At Coastside Leadership Academy we have established a daily routine. We start the morning with check in and mindfulness, move on to an hour of movement or play, and then have a student centered learning block. We break for an hour of lunch before another student centered learning block, and then have our closing circle. Every day looks a little different depending on our location, learning unit, or the weather, but we always stick to these elements during the day. Our students are familiar with it and appreciate the consistency.
After taking time and care to build this routine, our students are now able to lead the day and this has become a highlight when we go on field trips. Student-led days are scaffolded. The instructors provide one location that the class is going to visit, and then from there the students make a plan for the day. We take time the day before to research the area and all of our students take on responsibilities during the day. Below is the list of leadership roles we have developed for our student-led days.
Time keeper– Creates and implements the schedule for the day. They keep the group on track with time, letting us know when we have to leave for the next location and also provide gentle reminders to stay focused. They learn how to manage a group, plan and stay on schedule, and also to be flexible when the schedule does not go as planned.
Navigator– Maps out all of the locations the group plans to visit and provides directions to the drivers or while the group is walking. The navigator works closely with the time keeper to make sure the schedule includes travel time.
Check in leader– Chooses a location for check in and leads our morning emotions check in and mindfulness. They lead a group meditation to set the tone for the day.
Lunch manager– Finds a nearby park for the group to enjoy lunch together. They coordinate if the group should pack a lunch or bring money to buy it.
Closing circle leader– Chooses a location and leads our closing circle to wrap up the day. They provide time for reflection and sharing at the end of our adventure.

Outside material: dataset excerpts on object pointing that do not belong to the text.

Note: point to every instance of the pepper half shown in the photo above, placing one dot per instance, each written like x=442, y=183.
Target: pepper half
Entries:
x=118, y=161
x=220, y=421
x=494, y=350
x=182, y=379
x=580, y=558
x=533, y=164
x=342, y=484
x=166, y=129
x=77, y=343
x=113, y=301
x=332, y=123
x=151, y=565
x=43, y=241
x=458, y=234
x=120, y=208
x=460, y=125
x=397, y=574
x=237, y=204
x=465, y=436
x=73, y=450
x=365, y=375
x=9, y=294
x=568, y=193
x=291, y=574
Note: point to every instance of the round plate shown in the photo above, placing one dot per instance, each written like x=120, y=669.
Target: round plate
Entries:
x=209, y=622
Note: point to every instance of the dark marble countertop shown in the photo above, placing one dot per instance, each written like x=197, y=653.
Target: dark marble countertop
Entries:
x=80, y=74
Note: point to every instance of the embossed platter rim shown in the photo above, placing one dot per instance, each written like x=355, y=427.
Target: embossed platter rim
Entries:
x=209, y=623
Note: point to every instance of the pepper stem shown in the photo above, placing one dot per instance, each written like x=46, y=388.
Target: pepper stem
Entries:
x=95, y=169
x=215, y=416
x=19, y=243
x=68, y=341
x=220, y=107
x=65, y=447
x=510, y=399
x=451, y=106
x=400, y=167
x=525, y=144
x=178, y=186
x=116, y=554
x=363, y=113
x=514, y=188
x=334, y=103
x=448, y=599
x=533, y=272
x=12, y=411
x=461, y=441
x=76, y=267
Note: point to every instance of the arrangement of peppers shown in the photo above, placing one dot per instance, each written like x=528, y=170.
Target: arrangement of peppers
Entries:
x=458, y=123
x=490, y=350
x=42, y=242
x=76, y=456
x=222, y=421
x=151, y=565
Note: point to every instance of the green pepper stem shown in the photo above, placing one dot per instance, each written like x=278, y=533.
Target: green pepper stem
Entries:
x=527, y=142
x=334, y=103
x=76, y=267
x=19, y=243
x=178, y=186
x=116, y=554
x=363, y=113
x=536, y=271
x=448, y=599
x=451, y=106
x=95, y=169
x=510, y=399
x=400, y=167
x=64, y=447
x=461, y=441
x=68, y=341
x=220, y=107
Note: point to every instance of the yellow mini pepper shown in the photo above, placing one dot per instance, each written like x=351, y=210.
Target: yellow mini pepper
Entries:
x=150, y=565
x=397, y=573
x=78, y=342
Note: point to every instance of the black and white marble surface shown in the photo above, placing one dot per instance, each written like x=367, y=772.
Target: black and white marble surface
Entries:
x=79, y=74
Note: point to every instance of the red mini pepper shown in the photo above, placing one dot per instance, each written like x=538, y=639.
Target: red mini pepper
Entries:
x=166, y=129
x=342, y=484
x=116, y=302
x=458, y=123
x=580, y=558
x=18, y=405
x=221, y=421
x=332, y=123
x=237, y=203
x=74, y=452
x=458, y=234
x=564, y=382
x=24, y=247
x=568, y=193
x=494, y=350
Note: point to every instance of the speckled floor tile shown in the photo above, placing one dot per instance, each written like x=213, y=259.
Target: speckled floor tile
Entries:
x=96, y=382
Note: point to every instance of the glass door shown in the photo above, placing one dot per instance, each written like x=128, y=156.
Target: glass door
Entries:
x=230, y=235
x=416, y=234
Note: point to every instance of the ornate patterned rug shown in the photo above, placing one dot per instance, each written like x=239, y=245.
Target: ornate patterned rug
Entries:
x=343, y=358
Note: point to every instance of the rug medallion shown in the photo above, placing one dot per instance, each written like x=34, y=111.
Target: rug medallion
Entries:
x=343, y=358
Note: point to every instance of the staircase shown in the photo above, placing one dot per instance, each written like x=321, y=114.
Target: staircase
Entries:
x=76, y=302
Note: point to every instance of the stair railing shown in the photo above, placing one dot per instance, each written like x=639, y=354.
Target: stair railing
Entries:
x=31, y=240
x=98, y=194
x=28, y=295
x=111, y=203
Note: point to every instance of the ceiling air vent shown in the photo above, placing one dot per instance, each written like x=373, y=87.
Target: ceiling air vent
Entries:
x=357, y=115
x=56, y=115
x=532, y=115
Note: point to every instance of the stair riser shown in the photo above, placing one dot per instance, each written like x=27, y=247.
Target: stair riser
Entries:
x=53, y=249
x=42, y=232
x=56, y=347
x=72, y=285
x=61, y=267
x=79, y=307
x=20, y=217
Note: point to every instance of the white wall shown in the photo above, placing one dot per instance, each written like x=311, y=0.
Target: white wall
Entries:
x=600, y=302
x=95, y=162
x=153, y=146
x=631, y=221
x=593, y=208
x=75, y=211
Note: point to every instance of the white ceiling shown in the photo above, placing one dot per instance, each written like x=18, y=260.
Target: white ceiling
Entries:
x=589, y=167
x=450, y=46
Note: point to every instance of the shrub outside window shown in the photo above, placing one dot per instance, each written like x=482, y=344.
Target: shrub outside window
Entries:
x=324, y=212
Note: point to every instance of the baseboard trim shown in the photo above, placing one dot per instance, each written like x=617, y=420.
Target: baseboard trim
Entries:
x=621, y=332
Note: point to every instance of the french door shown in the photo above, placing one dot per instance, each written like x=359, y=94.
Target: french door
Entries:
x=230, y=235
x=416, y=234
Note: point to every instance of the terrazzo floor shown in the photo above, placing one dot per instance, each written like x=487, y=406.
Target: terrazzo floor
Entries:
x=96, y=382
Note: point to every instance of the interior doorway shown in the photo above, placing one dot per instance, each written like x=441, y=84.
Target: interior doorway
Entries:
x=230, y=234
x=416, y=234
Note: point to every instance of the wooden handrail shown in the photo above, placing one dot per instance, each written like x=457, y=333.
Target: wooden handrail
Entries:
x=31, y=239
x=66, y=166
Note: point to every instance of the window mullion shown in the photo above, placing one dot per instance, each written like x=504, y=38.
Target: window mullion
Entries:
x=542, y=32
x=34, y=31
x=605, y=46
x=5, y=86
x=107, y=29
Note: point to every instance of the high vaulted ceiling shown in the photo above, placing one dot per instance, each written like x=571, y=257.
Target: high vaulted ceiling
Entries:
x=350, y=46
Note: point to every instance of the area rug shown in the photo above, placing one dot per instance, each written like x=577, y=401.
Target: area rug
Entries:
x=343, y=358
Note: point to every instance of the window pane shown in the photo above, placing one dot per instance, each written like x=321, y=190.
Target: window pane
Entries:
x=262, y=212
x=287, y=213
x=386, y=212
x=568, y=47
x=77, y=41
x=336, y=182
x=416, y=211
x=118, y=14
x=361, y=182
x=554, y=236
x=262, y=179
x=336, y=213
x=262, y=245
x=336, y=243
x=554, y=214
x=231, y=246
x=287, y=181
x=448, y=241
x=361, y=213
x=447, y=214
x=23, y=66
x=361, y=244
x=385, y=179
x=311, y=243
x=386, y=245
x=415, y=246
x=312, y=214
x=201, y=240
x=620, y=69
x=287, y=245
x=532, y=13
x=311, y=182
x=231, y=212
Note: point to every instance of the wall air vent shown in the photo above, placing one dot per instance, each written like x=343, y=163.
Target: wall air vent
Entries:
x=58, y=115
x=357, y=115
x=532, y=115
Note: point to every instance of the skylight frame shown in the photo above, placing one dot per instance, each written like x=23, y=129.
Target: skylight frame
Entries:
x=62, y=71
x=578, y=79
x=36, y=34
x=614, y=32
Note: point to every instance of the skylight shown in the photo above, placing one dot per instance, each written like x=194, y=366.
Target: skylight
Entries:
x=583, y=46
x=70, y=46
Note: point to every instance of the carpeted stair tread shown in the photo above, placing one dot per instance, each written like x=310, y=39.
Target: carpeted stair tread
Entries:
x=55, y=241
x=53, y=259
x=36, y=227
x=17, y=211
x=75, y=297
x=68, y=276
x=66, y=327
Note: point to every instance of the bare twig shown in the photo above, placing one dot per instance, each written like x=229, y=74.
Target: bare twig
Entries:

It is fun to watch student-led days unfold because our students take their roles seriously. Our most recent student-led day was to an escape room in San Francisco. We provided the students with the address for the escape room and the parking garage and they took over from there.
The entire day was a bonding experience. The students worked together on puzzles to escape the room and then we walked a few blocks to Dolores Park for lunch. We ate lunch and played on the playground. The views of the city were beautiful and we really got to enjoy each other’s company. Our lunch manager planned for us to eat ice cream at a shop across from the park and it was a huge hit!
What I love about student-led days is watching our students gather life skills like planning ahead or navigating a large group across the city, and then seeing them proud of themselves for fulfilling their role. As an instructor, it is not easy to give up control, but I remind myself to trust the process and it is ok if things get off track. When they do get off track, it’s another learning opportunity for our students to figure out where to go or what to do next, just like in life. Our student-led days show our students that we trust them and this helps our students trust themselves. Self trust is a quality I hope they keep with them beyond our outdoor classroom.